[Point de vue] Pas de pain, mais des jeux ! 2023 sera sportif…

baguette

Les émeutes du pain ont souvent amorcé des troubles et des révolutions. On les croyait derrière nous. Avec la fermeture programmée des boulangeries, elles risquent de revenir.

Du pain et des jeux ! La formule de ce bon vieux réac de Juvénal a traversé avec dignité des siècles d’obscurantisme, mais peut-être ne survivra-t-elle pas au XXIe siècle. On a encore des jeux, on n’a même plus que cela, mais bientôt, on risque de ne plus avoir de pain, faute de boulangers.
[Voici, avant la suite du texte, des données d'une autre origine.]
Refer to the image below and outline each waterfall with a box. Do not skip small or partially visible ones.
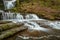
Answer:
[25,14,39,19]
[2,12,16,20]
[24,22,50,32]
[16,13,24,20]
[3,0,16,9]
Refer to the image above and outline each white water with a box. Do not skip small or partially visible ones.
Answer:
[3,0,16,9]
[25,14,39,19]
[24,22,49,32]
[3,12,60,31]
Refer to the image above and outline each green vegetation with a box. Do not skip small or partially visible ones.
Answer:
[0,0,4,10]
[0,0,60,20]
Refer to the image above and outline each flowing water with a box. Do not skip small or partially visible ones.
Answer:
[2,0,60,32]
[3,0,16,9]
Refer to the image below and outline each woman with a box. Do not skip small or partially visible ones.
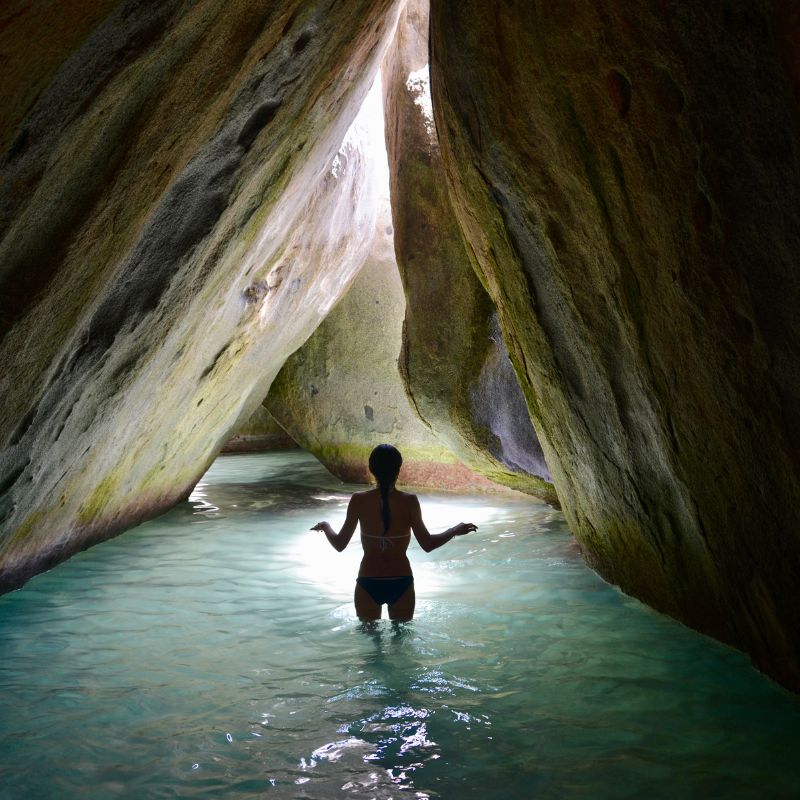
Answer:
[311,444,477,622]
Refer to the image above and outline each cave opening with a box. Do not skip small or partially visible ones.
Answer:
[0,0,800,797]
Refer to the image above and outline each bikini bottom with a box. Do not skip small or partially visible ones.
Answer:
[356,575,414,606]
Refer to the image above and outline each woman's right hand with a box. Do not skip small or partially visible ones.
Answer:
[450,522,478,536]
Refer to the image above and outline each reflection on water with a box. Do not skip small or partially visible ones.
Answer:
[0,453,800,800]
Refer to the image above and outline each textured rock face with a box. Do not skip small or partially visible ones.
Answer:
[0,0,397,589]
[265,82,492,489]
[431,0,800,689]
[382,0,555,502]
[222,406,297,453]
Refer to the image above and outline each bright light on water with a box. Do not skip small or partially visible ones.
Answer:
[0,453,800,800]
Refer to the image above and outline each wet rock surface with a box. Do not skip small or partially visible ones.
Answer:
[431,0,800,689]
[264,134,500,490]
[382,0,556,502]
[0,0,397,589]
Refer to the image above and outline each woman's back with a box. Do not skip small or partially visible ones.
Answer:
[353,489,417,576]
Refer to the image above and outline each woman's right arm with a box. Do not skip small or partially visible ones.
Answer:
[311,495,358,553]
[410,495,478,553]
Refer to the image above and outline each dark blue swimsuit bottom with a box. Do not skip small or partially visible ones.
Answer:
[356,575,414,606]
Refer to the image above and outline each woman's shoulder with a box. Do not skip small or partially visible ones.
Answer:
[395,489,419,504]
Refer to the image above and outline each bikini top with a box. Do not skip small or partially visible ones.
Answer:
[361,531,411,552]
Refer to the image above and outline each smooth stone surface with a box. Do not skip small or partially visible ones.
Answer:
[221,405,297,453]
[0,0,399,590]
[264,122,500,489]
[431,0,800,690]
[382,0,557,502]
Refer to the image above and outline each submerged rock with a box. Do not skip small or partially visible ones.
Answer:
[431,0,800,689]
[0,0,398,590]
[382,0,556,502]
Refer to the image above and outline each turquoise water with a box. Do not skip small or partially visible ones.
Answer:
[0,452,800,800]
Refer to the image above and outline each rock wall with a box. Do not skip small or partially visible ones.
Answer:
[431,0,800,689]
[221,406,297,453]
[0,0,398,590]
[382,0,557,502]
[264,81,499,490]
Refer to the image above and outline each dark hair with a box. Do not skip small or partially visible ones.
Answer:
[369,444,403,533]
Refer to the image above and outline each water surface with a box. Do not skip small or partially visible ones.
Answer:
[0,452,800,800]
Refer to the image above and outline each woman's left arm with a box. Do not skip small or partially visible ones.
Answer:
[311,496,358,553]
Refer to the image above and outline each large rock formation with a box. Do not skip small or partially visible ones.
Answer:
[431,0,800,689]
[382,0,555,502]
[0,0,398,590]
[264,81,499,489]
[221,405,297,453]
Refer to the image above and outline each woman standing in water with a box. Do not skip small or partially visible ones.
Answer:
[311,444,477,622]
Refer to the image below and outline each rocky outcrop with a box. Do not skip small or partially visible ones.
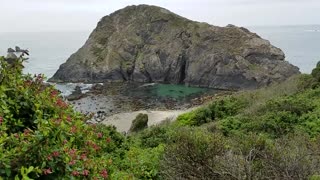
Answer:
[50,5,299,89]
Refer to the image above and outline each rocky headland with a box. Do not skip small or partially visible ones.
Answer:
[49,5,299,89]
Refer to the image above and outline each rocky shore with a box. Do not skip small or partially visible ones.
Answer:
[50,5,299,90]
[66,83,226,126]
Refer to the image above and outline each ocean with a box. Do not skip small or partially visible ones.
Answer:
[0,25,320,94]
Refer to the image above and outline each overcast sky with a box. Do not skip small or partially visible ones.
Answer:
[0,0,320,32]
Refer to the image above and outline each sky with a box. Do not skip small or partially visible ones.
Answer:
[0,0,320,32]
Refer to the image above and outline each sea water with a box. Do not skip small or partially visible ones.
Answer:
[0,25,320,98]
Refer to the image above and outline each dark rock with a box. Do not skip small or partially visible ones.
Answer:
[129,113,148,132]
[50,5,299,89]
[66,86,84,101]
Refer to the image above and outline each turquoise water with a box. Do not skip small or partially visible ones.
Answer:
[151,84,208,99]
[0,25,320,77]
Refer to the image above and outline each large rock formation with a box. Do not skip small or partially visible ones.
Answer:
[50,5,299,89]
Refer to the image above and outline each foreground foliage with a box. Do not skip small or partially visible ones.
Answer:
[0,55,320,179]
Avec 200, 300, 400 % d’augmentation au 1er janvier sur leur facture énergie, c’est la mise à mort des maîtres du levain. Qui résisterait à une pareille explosion des coûts ? Au moins, dans leur ruine, les boulangers échapperont-ils à la chaise électrique, avec les coupures d’électricité qui s’annoncent, quand bien même le peloton d’exécution aura des allures de peloton d’électrocution. Sur le monument aux morts de la mondialisation, la boulangerie s’apprête ainsi à rejoindre les manufactures de textile, l’agriculture familiale, la métallurgie, les chantiers navals, le nucléaire civil, le Minitel™, rose ou pas, et j’en passe. Une hécatombe industrielle. Suivront les restaurateurs qui tirent le diable par la queue, les hôtels miteux de province en quête de colporteurs et de VRP qui se font aussi rares que les derniers Cheval blanc et Lion d’or.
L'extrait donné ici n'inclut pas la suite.